Gueramy's co-founder and wife, DocbookMD CMO Dr. Tracey Haas, added another distinction.

"Another important point to that is, here in Austin, Texas, half of our doctors still aren't on an EMR and far fewer are on an EMR that's connected to a radiology lab," she said. "We're independent of that. HIEs need to be connected to an EMR to work."

Medweb's existing technology stores radiology imagery on a single secure server. Technicians can then access it from workstations or on their medical device. The software that displays images on mobile devices uses a pinch and zoom interface. The interface also allows the user to make annotations directly on the images.

DocbookMD is a mobile-based, HIPAA-compliant physician-to-physician communications platform. The company secured contact lists of physicians from medical societies, so the app allows doctors to contact each other whether they're in the same hospital or practice or not, as long as they know the name of the doctor they're trying to contact.

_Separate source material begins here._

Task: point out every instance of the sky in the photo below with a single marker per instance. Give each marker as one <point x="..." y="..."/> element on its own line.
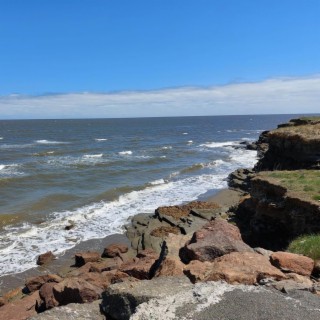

"I'm a family doctor who no longer works in the hospital," Haas said. "I felt it was very important for physicians like myself to communicate with the physicians in the hospital. That's a communication point that's really been neglected. We've got the entire community [using Docbook]. It's already uploaded. You don't have to invite your list of friends. They're already there when you join in."

In addition, a recently added feature called Care Teams allows doctors to add non-physicians into private Docbook networks, to communicate about a particular patient.

The new product, Docbook Gateway, integrates existing Medweb and DocbookMD infrastructures. Gueramy and Haas said the current way that radiologists and physicians communicate leaves a lot to be desired. Images are often sent by fax, and doctors and technicians don't have contact information for one another beyond office phone numbers.

They echoed the often-heard sentiment that secure physician communication is rapidly becoming an unimpressive offering -- providers like Docbook have to look further to provide a compelling value add.

"We looked at secure messaging as nothing more than putting some HIPAA regulations and technology on communication," said Gueramy. "I don't find that interesting. What I find interesting is working with communities that are already tightly connected, putting physicians first. And not giving them integration to a whole EMR, but just to get them the things they need -- stat X-rays."

Docbook isn't the only mobile company offering what amounts to an HIE workaround. Another company, Doximity, also facilitates physician image sharing over a secure message system. The company's founder Jeff Tangney recently told MobiHealthNews physicians were using Doximity and EMR screenshots as a "poor man's HIE."